The classification of programming languages into programming paradigm such as imperative, functional, logic, object oriented is based of the preeminence of some of these techniques in the design of the language, and the presence or absence fo some computing features that enforce some properties for programs or program fragments written in the language.
Some models are convenient for physical machines. Some others are more convenient for a high-level description of algorithms, it that may depend on the type of algorithm that is to be described. Some theoretician even use non deterministic specification of algorithms, and even that cn be translated in more conventional programming terms. But there is no mismatch problem, because we developed a sophisticated compiler/interpreter technology that can translate each model into another as needed (which is also the basis of the Church-Turing thesis).
Now, you should never look at your computer as raw hardware. It does contain boolean circuitry that does very elementary processing. But much of it is driven by micro-programs inside the computer that you never get to know about. Then you have the operating system that makes your machine appear even different from what the hardware does, On top of that you may have a virtual machine that executes byte-code, and then a high-level language such as Pyva and Jathon, or Haskell, or OCaml, that can be compiled into byte code.
At each level you see a different computation model. It is very hard to separate hardware level from the software level thus to assign a specific computational model to a machine. And since they are all intertranslatable, the idea of an ultimate hardware computation model is pretty much an illusion.
The lambda calculus machine does exist: it is a computer that can reduce lambda calculus expressions. Ad that is easily done.
About specialized machine architectures
Actually, complementing Peter Taylor's answer, and following up on hardware/software intertwinning, specialized machines have been produced to be better adapted to a specific paradigm, and had their basic software written in a programming language based on that paradigm.
These include
The Burroughs B5000 and its successors (1960s), that were adapted for efficient implementation of recursion, represented at the time by the language Algol 60.

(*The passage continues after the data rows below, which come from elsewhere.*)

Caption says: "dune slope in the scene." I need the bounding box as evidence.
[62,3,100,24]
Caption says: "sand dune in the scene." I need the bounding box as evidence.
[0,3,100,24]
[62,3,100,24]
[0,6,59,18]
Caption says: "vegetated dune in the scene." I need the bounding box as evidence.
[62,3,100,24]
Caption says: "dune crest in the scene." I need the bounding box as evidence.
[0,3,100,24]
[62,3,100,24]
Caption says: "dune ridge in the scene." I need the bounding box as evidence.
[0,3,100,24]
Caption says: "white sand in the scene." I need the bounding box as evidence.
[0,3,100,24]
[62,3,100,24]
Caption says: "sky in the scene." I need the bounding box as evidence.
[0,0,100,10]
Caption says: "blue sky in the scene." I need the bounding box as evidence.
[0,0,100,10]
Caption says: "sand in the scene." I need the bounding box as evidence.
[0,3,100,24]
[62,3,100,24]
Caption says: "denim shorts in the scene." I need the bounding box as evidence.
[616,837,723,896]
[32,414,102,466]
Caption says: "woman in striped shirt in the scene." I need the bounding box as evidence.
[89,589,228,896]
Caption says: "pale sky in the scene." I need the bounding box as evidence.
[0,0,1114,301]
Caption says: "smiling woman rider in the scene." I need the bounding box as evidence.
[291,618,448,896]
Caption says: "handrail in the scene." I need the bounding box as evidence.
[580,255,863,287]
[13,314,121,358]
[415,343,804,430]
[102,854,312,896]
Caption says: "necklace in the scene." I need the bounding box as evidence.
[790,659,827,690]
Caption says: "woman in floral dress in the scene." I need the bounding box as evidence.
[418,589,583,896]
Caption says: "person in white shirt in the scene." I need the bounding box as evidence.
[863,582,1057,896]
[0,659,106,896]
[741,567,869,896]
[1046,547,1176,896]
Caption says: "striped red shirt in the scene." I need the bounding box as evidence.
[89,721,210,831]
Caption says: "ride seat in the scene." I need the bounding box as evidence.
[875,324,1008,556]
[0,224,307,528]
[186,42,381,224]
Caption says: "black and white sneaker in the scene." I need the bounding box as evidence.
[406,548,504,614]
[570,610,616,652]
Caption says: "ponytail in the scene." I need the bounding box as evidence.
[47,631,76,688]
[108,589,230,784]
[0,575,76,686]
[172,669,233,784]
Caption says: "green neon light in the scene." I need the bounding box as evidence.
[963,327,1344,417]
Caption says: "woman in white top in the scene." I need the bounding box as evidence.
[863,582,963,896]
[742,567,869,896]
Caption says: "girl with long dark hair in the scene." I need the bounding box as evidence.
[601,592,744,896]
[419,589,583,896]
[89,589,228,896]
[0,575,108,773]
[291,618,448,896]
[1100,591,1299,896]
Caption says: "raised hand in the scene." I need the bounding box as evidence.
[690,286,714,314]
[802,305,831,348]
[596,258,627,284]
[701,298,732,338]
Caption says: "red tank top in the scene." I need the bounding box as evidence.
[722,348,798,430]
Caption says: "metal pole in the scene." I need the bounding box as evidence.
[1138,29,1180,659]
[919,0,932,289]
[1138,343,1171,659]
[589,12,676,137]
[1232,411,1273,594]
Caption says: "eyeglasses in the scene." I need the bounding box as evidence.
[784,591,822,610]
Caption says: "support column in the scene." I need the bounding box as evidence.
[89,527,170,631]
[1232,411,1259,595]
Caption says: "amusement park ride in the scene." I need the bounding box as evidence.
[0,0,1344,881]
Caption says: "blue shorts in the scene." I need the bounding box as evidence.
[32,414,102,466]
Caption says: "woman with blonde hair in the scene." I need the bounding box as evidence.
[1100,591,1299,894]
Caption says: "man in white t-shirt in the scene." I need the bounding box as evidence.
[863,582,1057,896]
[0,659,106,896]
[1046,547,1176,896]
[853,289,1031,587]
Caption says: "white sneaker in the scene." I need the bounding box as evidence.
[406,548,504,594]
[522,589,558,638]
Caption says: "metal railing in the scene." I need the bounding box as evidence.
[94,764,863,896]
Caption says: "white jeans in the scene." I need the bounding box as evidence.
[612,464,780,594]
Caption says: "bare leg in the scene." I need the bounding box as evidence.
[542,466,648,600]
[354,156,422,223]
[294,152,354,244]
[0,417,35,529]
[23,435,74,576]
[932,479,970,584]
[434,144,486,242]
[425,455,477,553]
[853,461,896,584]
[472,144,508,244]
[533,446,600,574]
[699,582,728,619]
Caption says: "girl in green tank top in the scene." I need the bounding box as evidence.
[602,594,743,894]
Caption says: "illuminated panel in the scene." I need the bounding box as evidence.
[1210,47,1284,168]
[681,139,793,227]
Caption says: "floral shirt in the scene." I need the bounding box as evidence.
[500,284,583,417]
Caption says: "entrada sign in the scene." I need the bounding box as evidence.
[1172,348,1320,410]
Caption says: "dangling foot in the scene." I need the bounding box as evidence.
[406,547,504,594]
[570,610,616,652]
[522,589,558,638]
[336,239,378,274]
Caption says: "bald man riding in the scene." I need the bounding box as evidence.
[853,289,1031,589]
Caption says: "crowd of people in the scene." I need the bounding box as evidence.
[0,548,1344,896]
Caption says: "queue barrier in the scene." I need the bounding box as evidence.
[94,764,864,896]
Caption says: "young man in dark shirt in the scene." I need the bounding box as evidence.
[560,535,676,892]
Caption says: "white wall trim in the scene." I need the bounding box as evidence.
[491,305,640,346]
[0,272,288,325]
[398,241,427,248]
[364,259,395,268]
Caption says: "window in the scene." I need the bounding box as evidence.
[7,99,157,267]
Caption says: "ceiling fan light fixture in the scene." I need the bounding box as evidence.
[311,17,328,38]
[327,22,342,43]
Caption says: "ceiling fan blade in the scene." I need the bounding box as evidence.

The Western Digital WD/9000 Pascal MicroEngine, a machines based on a microprogrammed bytecode specialied for the Pascal programming language, in the early 1980s.
Several brands of Lisp Machines in the 1980s.
Fundamentally, these are also imperative hardware structures, but mitigated with special harware features or microprogrammed interpreters to better adapt to the intended paradigm.
Actually, hardware specialized for specific paradigms does not seem to have ever been successful in the long run. The reason is that the compiling technology to implement any paradigm on vanilla hardware became more and more effective, so that specialized hardware was not so much needed. In addition, harware performance was fast improving, but the cost of improvement (including evolution of basic software) was more easily amortized on vanilla hardware than on specialized hardware. Specialized hardware could not compete in the long run.
Nevertheless, and though I have no precise data on this, I would suspect that these ventures left some ideas that did influence the evolution of machines, memories, and instruction sets architecture.